Potential risks and challenges

  • Regulatory volatility: While permissioned blockchains are more palatable, any tightening of foreign equity rules could affect Morgan’s stake or future fundraising rounds.
  • Talent shortage: Scaling a high‑throughput ledger and AI engine demands niche talent in cryptography, distributed systems, and machine learning—areas where competition for engineers remains fierce.
  • Market adoption lag: Enterprises often pilot blockchain projects without a clear path to production. Jiuzi must prove ROI quickly to move beyond proof‑of‑concepts.
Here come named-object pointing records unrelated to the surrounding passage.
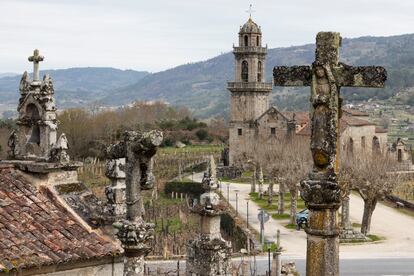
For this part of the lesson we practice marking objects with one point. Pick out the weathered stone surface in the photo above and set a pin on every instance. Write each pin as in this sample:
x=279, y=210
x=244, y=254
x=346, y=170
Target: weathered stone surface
x=209, y=254
x=321, y=192
x=138, y=150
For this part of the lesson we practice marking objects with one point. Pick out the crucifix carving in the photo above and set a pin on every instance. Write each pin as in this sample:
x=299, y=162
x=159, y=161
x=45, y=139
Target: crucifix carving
x=134, y=233
x=36, y=59
x=321, y=191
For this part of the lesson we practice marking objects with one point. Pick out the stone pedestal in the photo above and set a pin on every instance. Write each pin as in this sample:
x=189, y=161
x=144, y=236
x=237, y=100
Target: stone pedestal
x=276, y=264
x=209, y=254
x=115, y=193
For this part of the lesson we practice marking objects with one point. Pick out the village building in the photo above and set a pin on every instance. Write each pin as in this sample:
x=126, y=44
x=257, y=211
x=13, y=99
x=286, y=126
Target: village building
x=49, y=220
x=251, y=115
x=253, y=122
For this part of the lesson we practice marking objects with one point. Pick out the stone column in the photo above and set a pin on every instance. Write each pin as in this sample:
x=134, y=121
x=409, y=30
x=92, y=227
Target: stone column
x=115, y=193
x=133, y=232
x=209, y=254
x=345, y=221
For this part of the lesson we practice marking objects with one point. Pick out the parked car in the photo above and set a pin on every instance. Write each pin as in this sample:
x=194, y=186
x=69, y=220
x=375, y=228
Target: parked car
x=302, y=219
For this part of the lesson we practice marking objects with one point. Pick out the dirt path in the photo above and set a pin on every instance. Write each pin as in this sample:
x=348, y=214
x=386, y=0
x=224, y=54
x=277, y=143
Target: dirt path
x=397, y=228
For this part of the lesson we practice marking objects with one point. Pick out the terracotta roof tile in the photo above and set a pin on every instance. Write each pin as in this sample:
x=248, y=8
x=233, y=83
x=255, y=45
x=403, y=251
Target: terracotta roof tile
x=36, y=231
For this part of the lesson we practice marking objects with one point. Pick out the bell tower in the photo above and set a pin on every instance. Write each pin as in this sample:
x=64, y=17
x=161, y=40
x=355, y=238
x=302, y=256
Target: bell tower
x=249, y=91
Morgan’s involvement, however, mitigates some of these concerns: the firm’s regulatory advisory team will help navigate policy shifts, and its global talent pipeline can supplement Jiuzi’s hiring efforts.

Outlook: A catalyst for a new era of “regulated decentralization”?

If Jiuzi’s roadmap unfolds as projected, the company could emerge as a cornerstone of China’s regulated decentralization strategy—a middle ground where the speed and transparency of blockchain meet the control and compliance demanded by regulators. Morgan International’s $90 million stake isn’t just a cash infusion; it’s a vote of confidence that the next wave of fintech will be built on smart, compliant, and AI‑enhanced distributed ledgers.

For stakeholders across the spectrum—investors, corporations, and policymakers—the partnership offers a tangible glimpse of how blockchain can transition from hype to a mainstream, revenue‑driving technology.